Microemboli are the main implicated cause of neuropsychological (NP) impairment after cardiac surgery. This prospective clinical trial compared the effect of an auto-venting arterial line filter on intraoperative cerebral microemboli and NP outcome compared to an arterial line filter with a vent line, in patients undergoing elective coronary artery bypass graft (CABG) surgery. One hundred and ten patients received either an Avecor Affinity (n =73) or Pall AV-6 (n =37) control filter. Cerebral microemboli during cardiopulmonary bypass were recorded by transcranial Doppler monitoring of the right middle cerebral artery.
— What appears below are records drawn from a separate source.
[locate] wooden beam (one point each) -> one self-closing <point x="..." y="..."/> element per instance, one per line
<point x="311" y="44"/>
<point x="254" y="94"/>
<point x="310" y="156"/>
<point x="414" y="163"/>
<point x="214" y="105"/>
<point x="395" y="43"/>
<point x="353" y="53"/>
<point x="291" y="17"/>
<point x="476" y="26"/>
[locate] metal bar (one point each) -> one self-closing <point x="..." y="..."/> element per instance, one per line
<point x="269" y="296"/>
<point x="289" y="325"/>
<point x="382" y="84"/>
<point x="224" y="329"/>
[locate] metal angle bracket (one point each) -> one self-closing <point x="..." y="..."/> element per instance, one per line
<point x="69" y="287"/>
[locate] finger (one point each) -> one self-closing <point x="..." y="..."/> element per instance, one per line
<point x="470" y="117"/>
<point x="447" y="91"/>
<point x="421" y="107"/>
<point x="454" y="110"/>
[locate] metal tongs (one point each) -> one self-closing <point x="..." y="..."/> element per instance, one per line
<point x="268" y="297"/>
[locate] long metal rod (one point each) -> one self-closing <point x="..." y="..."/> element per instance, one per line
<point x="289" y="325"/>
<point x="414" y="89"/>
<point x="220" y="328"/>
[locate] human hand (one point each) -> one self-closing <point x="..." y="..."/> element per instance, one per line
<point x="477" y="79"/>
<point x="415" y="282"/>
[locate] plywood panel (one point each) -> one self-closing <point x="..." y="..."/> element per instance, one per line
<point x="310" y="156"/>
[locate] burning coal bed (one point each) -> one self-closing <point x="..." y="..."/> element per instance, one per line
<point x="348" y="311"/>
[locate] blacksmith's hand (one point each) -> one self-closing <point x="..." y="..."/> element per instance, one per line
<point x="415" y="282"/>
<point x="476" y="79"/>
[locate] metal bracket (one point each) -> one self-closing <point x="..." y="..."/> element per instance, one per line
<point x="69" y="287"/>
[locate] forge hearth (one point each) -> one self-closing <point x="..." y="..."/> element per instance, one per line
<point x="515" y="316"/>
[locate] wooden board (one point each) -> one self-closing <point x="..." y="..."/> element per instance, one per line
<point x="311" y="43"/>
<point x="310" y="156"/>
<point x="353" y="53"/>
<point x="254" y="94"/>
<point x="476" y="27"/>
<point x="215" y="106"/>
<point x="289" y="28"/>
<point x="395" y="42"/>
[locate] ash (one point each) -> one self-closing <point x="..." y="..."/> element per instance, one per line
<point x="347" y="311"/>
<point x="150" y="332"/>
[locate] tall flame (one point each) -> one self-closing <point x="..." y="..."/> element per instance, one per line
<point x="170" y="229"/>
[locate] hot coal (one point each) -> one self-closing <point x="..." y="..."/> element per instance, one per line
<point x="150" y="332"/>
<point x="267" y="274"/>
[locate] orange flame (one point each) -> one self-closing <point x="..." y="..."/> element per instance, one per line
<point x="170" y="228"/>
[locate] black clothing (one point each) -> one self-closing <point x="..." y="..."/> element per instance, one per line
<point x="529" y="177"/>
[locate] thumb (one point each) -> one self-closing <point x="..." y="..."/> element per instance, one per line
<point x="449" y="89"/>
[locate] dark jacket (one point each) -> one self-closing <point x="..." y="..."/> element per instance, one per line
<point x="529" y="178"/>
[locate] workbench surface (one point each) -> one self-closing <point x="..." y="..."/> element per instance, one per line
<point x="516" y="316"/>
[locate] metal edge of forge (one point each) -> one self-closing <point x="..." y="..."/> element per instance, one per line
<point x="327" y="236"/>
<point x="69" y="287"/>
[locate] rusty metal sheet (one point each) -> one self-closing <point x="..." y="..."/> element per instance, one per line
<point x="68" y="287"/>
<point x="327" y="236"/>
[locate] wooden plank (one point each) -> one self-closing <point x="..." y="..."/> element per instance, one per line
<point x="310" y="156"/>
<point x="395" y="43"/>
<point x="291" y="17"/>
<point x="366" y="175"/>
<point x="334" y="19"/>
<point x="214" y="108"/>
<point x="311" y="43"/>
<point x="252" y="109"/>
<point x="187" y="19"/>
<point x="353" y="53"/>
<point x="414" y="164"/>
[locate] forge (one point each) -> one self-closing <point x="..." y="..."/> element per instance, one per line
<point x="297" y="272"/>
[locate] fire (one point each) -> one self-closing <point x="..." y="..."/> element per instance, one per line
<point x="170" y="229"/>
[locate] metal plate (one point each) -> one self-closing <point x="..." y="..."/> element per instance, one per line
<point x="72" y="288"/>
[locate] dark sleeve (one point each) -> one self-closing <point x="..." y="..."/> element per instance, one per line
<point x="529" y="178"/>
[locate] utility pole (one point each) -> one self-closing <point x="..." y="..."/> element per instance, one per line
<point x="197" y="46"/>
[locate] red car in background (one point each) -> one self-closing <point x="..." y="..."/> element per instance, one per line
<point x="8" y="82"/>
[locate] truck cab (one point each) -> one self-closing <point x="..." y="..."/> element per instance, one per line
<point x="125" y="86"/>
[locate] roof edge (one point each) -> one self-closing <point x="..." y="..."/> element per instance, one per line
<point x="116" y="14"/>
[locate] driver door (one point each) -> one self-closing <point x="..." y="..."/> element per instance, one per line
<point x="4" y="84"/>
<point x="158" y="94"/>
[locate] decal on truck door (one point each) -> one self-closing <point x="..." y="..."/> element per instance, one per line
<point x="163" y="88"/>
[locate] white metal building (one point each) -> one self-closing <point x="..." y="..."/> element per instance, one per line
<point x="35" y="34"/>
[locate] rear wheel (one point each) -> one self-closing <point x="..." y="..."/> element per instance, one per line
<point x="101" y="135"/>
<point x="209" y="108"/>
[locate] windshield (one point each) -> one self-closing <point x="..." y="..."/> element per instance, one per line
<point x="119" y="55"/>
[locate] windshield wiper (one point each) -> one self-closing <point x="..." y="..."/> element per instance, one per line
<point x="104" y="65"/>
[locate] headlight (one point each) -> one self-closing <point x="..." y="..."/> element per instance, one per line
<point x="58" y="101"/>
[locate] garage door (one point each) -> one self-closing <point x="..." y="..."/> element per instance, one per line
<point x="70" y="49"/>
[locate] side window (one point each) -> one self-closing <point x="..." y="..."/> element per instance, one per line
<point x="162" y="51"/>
Evidence of cerebral impairment was obtained by comparing patients' performance in a NP test battery (nine tests) administered 6-8 weeks postoperatively with their preoperative scores. During cardiopulmonary bypass, the median number and range of microemboli were 67 (5-846) and 55 (2-773) for the Avecor and AV-6 groups, respectively (p = 0.47). There was no difference in NP outcome. There is no difference in the filtering ability of vent-line and auto-vent filters as assessed by cerebral microemboli. This, together with the similar NP outcome, suggests that both types of filter are equally safe for clinical use.